Лев лежит в своем логове на срезе невысокой отвесной скалы, ибо он высечен в горной породе. Фигура его огромна и преисполнена величия. Голову он склонил набок, сломанное копье торчит из плеча, лапа лежит на лилиях Франции, защищая их. Виноградные лозы свешиваются со скалы, ветер играет в их листьях, где–то наверху бьет ключ, и прозрачные капли стекают в водоем у подножья скалы, а в неподвижной глади водоема, как в зеркале, качается среди кувшинок отражение льва.

Кругом зеленые деревья и трава. Это уютный, отдохновенный лесной уголок, отрешенный от шума, суеты и смятения, — и все это так, как должно быть, — ведь львы и в самом деле умирают в подобных местах, а не на гранитных пьедесталах, воздвигнутых в городских парках, за чугунными решетками фасонного литья.

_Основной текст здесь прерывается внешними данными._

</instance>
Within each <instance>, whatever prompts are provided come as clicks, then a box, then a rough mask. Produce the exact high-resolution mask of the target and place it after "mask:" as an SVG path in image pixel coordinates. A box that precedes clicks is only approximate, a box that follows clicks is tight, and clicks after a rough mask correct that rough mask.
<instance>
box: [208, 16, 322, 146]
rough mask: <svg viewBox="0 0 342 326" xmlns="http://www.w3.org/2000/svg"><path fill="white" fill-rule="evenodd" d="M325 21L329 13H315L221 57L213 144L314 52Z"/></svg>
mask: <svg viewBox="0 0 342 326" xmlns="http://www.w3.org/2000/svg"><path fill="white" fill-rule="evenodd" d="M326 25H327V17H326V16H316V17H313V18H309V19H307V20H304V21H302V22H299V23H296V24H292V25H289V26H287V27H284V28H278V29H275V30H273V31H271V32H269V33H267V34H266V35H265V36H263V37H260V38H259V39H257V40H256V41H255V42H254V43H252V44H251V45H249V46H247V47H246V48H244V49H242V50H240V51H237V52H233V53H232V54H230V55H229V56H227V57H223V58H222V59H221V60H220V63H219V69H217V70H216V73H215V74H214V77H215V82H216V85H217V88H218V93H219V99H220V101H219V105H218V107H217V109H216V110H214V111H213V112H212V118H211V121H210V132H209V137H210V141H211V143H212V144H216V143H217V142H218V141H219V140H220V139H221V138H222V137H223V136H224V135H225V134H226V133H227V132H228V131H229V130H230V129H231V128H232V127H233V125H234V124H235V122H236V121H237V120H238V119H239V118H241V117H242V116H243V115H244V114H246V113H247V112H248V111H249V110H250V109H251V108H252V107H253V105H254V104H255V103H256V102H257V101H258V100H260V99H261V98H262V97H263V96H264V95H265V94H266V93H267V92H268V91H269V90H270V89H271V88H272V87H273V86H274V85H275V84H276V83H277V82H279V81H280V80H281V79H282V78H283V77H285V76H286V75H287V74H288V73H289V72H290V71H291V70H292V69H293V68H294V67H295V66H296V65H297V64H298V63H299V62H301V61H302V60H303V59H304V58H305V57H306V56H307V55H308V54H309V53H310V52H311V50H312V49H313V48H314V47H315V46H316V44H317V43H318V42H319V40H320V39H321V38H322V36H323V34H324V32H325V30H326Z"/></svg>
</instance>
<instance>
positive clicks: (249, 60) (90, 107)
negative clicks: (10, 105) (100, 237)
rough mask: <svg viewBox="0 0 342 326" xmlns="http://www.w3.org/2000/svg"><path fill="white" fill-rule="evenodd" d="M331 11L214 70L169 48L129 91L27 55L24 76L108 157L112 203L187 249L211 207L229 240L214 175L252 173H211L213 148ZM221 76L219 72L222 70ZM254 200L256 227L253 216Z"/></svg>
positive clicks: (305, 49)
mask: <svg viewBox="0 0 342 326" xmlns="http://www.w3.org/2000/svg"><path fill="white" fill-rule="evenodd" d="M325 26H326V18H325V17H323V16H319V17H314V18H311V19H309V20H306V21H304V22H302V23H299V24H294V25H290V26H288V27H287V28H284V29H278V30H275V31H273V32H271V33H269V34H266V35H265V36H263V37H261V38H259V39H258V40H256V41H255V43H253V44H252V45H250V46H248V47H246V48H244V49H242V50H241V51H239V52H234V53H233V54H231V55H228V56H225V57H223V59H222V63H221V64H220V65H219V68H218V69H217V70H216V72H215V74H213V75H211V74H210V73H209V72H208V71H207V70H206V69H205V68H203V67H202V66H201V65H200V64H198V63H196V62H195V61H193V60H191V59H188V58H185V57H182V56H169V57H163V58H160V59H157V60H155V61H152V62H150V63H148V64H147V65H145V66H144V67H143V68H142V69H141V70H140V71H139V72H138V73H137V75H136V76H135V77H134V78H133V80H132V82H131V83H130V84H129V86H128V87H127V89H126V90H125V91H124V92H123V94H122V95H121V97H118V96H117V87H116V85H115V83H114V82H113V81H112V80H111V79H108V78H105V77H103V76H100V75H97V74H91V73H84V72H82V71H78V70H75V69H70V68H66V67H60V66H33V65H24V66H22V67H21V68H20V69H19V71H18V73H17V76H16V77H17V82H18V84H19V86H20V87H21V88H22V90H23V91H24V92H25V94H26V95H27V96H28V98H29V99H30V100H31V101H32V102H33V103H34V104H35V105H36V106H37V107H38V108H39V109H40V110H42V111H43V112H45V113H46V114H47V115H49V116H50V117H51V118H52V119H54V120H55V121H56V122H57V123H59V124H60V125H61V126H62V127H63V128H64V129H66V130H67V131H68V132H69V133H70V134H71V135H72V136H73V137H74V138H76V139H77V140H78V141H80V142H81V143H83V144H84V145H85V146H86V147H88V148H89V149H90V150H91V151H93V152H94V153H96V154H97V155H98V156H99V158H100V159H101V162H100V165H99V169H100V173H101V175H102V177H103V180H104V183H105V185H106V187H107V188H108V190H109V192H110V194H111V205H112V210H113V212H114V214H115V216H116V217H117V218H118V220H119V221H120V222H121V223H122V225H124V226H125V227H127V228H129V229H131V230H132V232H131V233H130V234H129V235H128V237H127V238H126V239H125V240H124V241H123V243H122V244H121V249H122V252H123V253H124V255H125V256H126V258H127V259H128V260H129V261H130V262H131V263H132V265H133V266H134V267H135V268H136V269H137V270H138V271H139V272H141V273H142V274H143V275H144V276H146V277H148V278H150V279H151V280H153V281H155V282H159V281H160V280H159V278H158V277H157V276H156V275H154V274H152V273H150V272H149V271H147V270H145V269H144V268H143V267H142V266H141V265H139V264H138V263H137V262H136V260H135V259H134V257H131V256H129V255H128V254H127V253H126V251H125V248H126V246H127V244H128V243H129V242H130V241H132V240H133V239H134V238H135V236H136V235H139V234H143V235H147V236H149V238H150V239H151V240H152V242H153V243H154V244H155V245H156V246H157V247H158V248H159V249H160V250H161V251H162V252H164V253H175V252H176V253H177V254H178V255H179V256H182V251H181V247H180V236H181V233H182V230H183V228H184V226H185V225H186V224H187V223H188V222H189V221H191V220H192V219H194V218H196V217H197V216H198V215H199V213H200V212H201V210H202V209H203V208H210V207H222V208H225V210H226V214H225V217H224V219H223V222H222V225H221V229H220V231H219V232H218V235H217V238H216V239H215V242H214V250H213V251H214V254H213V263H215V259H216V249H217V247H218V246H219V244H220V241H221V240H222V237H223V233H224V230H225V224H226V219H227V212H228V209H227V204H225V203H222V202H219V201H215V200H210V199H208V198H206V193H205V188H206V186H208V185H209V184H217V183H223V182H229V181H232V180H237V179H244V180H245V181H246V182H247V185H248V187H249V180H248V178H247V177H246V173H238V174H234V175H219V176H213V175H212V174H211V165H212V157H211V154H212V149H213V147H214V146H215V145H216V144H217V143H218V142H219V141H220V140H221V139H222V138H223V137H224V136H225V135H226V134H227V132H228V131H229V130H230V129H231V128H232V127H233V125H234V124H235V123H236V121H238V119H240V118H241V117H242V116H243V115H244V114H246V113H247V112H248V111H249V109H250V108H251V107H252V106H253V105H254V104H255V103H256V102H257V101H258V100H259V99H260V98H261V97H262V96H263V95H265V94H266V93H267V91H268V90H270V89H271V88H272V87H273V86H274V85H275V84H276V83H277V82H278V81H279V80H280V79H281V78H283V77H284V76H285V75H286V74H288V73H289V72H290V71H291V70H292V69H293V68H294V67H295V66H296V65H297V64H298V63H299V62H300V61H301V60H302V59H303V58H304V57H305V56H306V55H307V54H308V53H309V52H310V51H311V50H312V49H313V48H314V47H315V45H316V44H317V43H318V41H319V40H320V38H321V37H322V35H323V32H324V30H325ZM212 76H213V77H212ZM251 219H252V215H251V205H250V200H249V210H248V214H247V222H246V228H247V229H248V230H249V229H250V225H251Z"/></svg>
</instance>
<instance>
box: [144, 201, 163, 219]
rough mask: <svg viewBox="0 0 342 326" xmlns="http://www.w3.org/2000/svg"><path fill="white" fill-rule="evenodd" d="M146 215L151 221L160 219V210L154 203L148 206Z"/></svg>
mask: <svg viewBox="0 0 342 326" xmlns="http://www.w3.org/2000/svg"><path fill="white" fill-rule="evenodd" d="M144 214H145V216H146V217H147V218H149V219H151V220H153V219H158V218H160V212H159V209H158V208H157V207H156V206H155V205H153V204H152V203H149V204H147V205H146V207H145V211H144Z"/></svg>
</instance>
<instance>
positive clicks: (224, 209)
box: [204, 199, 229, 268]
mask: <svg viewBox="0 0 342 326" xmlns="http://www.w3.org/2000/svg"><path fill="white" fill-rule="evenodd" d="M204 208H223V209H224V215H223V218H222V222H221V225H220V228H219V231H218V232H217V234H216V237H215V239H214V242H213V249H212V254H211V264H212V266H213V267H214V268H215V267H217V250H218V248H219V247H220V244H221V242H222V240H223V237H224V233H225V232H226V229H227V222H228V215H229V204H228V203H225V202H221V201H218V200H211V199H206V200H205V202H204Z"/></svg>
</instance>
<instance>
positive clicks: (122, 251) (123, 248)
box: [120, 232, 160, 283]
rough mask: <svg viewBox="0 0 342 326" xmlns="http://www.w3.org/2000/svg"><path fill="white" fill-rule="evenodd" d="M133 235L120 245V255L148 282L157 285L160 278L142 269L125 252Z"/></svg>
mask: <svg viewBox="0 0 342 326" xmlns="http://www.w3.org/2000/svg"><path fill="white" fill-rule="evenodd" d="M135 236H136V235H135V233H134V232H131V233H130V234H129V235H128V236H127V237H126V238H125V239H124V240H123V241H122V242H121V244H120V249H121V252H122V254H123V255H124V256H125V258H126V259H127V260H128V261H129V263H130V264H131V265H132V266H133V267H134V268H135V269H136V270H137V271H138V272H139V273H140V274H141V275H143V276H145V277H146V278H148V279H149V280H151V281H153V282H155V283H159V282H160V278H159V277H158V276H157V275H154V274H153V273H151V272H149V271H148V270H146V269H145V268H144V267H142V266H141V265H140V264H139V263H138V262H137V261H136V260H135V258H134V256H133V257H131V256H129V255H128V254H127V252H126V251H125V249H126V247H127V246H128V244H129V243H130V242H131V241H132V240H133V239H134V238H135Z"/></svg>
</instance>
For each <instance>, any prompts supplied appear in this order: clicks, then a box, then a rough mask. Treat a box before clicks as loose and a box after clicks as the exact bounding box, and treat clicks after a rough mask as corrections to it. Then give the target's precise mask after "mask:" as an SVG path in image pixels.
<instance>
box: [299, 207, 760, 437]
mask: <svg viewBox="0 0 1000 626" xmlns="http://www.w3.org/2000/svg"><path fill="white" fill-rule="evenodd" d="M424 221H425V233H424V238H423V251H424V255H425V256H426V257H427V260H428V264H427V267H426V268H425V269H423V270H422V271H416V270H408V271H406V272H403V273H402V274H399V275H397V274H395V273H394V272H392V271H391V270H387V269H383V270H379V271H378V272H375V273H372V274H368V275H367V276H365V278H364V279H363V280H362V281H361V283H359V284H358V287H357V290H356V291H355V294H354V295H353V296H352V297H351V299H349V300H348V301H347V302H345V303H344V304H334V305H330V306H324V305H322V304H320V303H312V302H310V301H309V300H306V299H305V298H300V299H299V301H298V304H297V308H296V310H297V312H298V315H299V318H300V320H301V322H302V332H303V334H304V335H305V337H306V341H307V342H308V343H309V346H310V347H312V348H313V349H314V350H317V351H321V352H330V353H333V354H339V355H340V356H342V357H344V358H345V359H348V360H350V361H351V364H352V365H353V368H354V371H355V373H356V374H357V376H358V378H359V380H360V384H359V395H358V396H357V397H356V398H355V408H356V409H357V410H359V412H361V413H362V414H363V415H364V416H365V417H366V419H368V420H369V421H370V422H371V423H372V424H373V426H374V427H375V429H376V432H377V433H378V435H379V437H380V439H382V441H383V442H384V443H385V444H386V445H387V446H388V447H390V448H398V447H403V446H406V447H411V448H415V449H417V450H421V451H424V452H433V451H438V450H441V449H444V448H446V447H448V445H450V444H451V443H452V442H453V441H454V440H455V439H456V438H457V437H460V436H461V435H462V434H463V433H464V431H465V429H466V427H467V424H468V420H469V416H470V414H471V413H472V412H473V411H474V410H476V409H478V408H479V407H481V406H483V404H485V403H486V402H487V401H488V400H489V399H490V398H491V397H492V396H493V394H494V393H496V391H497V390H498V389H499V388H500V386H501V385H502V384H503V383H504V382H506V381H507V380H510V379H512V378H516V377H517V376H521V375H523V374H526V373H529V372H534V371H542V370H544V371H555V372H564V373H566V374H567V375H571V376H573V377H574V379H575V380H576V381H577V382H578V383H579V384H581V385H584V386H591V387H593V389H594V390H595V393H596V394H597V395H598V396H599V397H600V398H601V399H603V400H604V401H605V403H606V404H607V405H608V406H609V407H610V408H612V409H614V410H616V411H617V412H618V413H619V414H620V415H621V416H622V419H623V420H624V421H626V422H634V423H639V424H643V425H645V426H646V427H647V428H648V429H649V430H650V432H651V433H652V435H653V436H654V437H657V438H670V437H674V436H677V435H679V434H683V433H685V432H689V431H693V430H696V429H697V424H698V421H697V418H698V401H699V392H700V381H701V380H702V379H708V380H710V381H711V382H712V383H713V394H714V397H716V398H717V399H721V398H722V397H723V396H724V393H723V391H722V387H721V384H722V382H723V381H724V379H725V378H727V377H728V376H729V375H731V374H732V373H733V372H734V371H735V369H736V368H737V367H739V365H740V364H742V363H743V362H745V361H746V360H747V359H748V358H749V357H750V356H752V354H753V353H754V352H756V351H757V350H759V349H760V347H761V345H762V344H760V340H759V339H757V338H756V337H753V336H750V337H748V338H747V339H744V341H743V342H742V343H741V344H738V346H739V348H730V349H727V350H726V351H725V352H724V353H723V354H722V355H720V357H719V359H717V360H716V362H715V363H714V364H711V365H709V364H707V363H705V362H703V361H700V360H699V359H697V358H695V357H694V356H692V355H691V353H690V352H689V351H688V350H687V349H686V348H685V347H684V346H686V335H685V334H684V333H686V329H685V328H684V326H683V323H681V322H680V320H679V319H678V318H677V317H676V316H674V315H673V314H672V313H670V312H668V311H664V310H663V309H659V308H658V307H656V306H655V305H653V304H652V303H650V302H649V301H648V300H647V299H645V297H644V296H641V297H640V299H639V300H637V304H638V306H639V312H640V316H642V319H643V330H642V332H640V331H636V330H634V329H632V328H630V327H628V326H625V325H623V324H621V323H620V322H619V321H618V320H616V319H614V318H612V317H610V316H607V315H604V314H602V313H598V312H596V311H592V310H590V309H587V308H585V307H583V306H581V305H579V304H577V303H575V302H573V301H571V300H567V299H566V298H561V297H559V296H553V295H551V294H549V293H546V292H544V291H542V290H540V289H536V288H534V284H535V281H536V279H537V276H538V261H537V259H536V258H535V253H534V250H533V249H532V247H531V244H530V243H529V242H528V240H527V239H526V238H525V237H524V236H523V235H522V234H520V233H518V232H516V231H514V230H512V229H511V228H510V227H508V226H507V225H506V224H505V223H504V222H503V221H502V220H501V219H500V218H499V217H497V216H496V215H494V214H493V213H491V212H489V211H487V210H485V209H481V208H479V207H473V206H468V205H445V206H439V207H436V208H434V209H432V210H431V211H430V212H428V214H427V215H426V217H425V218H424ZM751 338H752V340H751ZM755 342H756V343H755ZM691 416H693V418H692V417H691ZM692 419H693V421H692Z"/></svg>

Люцернский лев везде производил бы большое впечатление, но здесь он особенно на месте.

Некоторые люди так уж устроены, что мученическая кончина для ниx самый удачный выход. Людовик XVI умер не своей смертью, поэтому история к нему снисходительна: она смотрит сквозь пальцы на его пороки и видит в нем лишь высокие добродетели,— хотя такого сорта добродетели обычно не служат к чести королей. Она изображает его человеком смиренным и кротким, с сердцем христианской великомученицы и со слабой головой. Ни одно из этих качеств, кроме последнего, не пристало королю. В сумме же они создают репутацию, обладателю которой не поздоровилось бы на суде истории, если бы он упустил счастливую возможность заработать мученический венец. Исполненный самых благих намерений, он всегда творил одно лишь зло. А главное, он всегда и во всем оставался христианской святой. Он прекрасно понимал, что в годину народных бедствий должен вести себя не как мужчина, а как король. И желая быть королем, забывал, что он мужчина, — а в результате не был ни тем, ни другим, а разве лишь христианской святой. Он ничего не делал вовремя и кстати, а только все не вовремя и некстати. Никогда не соглашался на полезную меру, в своем упорстве проявляя железную, поистине адамантовую твердость, но стоило делу зайти так далеко, что мера становилась уже вредной, он хватался за нее, и ничто не могло остановить его. И поступал он так не по злой воле, нет, — он и впрямь надеялся, что время не упущено и что лекарство подействует. Его соображение всегда опаздывало к поезду — к первому и ко второму. Если у нации надо было ампутировать палец на ноге, он считал, что можно обойтись компрессом; когда другие видели, что нога поражена до колена, он соглашался на ампутацию пальца; и он отсекал ногу по колено, когда каждому было ясно, что гангрена перешла на бедро. Он был добр и честен и полой благих намерений, борясь с недугами государства, но никогда не умел захватить их вовремя. Как обыватель он был бы достоин участия; как король — заслуживает только презрения.

В биографии Людовика XVI не было ничего королевского, но вряд ли есть в ней более позорная страница, чем та, которую он в нее вписал своим сентиментальным предательством швейцарской гвардии, когда в памятное десятое августа он выдал этих героев на растерзание толпы, штурмовавшей дворец: он им запретил пролить хоть каплю «священной французской крови», разумея кровь черни в красных колпаках. Он думал, что поступает по–королевски, но только лишний раз показал себя нервической святой. Кое–кто из биографов полагает, что на него в эти минуты снизошел дух святого Людовика. Тесно же, должно быть, показалось святому в его новой квартире! Если бы на месте Людовика XVI был в тот день Наполеон I, который присутствовал при этой сцене случайным, безвестным наблюдателем, в Люцерне не было бы льва, зато в Париже имелось бы обширное кладбище революционеров — тоже было бы чем вспомнить десятое августа.